Implementing Disjoint Set Data Structure in Python

1.3k views Asked by At

I'm working on a small project involving cluster, and I think the code given here https://www.ics.uci.edu/~eppstein/PADS/UnionFind.py might be a good starting point for my work. However, I have come across a few difficulties implementing it to my work:

  1. If I make a set containing all my clusters cluster=set([0,1,2,3,4,...,99]) (there are 100 points with the numbers labelling them), then I would like to to group the numbers into cluster, do I simply write cluster=UnionFind()? Now what is the data type of cluster?

  2. How can I perform the usual operations for set on cluster? For instance, I would like to read all the points (which may have been grouped together) in cluster, but type print cluster results in <main.UnionFind instance at 0x00000000082F6408>. I would also like to keep adding new elements to cluster, how do I do it? Do I need to write the specific methods for UnionFind()?

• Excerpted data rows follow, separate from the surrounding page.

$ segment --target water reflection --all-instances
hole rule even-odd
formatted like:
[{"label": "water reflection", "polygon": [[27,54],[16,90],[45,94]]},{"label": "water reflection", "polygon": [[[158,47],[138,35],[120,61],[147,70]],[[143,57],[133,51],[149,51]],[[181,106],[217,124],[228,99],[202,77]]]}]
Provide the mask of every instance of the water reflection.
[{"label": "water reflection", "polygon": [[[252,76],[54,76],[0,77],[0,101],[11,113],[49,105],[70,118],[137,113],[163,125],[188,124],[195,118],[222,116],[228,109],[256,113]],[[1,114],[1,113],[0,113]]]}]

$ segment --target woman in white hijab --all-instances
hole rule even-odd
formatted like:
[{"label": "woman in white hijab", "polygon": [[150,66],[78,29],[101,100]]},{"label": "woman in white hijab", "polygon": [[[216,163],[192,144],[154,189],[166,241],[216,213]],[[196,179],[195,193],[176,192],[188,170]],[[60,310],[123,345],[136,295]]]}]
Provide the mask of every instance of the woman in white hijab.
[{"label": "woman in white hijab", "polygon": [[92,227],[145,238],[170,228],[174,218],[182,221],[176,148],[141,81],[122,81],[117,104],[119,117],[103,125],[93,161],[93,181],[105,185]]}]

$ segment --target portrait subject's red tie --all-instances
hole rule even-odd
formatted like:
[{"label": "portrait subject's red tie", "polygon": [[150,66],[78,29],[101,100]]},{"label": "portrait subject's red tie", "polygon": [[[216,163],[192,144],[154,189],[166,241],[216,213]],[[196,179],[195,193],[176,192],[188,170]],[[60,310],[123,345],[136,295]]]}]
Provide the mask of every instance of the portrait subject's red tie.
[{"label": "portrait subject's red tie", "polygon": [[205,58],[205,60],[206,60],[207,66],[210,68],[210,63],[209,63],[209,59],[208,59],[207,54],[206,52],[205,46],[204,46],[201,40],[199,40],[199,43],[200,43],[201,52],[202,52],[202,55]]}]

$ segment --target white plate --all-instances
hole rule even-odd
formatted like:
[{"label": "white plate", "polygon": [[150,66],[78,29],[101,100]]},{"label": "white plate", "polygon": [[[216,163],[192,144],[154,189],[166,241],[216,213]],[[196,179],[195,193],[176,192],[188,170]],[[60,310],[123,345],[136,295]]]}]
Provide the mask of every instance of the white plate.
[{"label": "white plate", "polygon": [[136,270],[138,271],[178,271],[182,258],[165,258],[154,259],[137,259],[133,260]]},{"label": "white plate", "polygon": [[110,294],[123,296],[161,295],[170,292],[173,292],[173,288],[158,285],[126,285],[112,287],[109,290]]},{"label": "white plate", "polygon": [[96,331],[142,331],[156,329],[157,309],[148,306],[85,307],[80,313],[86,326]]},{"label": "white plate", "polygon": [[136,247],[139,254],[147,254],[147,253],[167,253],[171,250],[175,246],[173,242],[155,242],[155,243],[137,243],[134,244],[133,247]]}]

  3. How do I know all the members of a group with one of its member is called? For instance, 0,1,3,4 are grouped together, then if I call 3, I want it to print 0,1,3,4, how do I do this?

thanks

1

There are 1 answers

0
Hesham Attia On BEST ANSWER

Here's a small sample code on how to use the provided UnionFind class.

Initialization

The only way to create a set using the provided class is to FIND it, because it creates a set for a point only when it doesn't find it. You might want to create an initialization method instead.

union_find = UnionFind()
clusters = set([0,1,2,3,4])
for i in clusters:
    union_find[i]

Union

# Merge clusters 0 and 1
union_find.union(0, 1)
# Add point 2 to the same set
union_find.union(0, 2)

Find

# Get the set for clusters 0 and 1
print union_find[0]
print union_find[1]

Getting all Clusters

# print all clusters and their sets
for cluster in union_find:
    print cluster, union_find[cluster]



Note:

There is no direct way that gets you all the points given a cluster number. You can loop over all the points and pick the ones that have the required cluster number. You might want to modify the given class to support that operation more efficiently.